Publication year - 2010
Publication title -
cancer
Language(s) - English
Resource type - Journals
SCImago Journal Rank - 3.052
H-Index - 304
eISSN - 1097-0142
pISSN - 0008-543X
DOI - 10.1002/cncr.24761
Subject(s) - medicine , terminally ill , do not resuscitate , end of life care , advance care planning , disease , feeling , asymptomatic , family medicine , logistic regression , palliative care , terminal care , intensive care medicine , nursing , social psychology , psychology
BACKGROUND: Guidelines recommend advanced care planning for terminally ill patients with <1 year to live. Few data are available regarding when physicians and their terminally ill patients typically discuss end‐of‐life issues.
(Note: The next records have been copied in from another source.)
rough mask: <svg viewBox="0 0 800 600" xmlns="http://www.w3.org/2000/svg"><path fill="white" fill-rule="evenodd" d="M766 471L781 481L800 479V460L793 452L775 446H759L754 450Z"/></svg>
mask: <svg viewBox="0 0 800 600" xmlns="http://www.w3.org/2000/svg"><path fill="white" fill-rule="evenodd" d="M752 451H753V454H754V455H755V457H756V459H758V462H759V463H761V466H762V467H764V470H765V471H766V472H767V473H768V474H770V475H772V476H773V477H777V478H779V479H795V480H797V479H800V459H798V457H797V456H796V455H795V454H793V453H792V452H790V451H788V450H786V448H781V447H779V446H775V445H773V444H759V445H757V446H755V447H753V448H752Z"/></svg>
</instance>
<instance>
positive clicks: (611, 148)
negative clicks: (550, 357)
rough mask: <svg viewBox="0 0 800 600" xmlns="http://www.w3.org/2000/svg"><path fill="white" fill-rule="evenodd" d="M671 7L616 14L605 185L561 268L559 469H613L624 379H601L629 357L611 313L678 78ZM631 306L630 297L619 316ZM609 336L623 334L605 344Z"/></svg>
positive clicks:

METHODS: A national survey was conducted of physicians caring for cancer patients about timing of discussions regarding prognosis, do not resuscitate (DNR) status, hospice, and preferred site of death with their terminally ill patients. Logistic regression was used to identify physician and practice characteristics associated with earlier discussions. RESULTS: Among 4074 respondents, 65% would discuss prognosis “now” (defined as patient has 4 months to 6 months to live, asymptomatic). Fewer would discuss DNR status (44%), hospice (26%), or preferred site of death (21%) immediately, with most physicians waiting for patient symptoms or until there are no more treatments to offer. In multivariate analyses, younger physicians more often discussed prognosis, DNR status, hospice, and site of death “now” (all P < .05). Surgeons and oncologists were more likely than noncancer specialists to discuss prognosis “now” ( P = .008), but noncancer specialists were more likely than cancer specialists to discuss DNR status, hospice, and preferred site of death “now” (all P < .001). CONCLUSIONS: Most physicians report they would not discuss end‐of‐life options with terminally ill patients who are feeling well, instead waiting for symptoms or until there are no more treatments to offer. More research is needed to understand physicians' reasons for timing of discussions and how their propensity to aggressively treat metastatic disease influences timing, as well as how the timing of discussions influences patient and family experiences at the end of life. Cancer 2010. © 2010 American Cancer Society.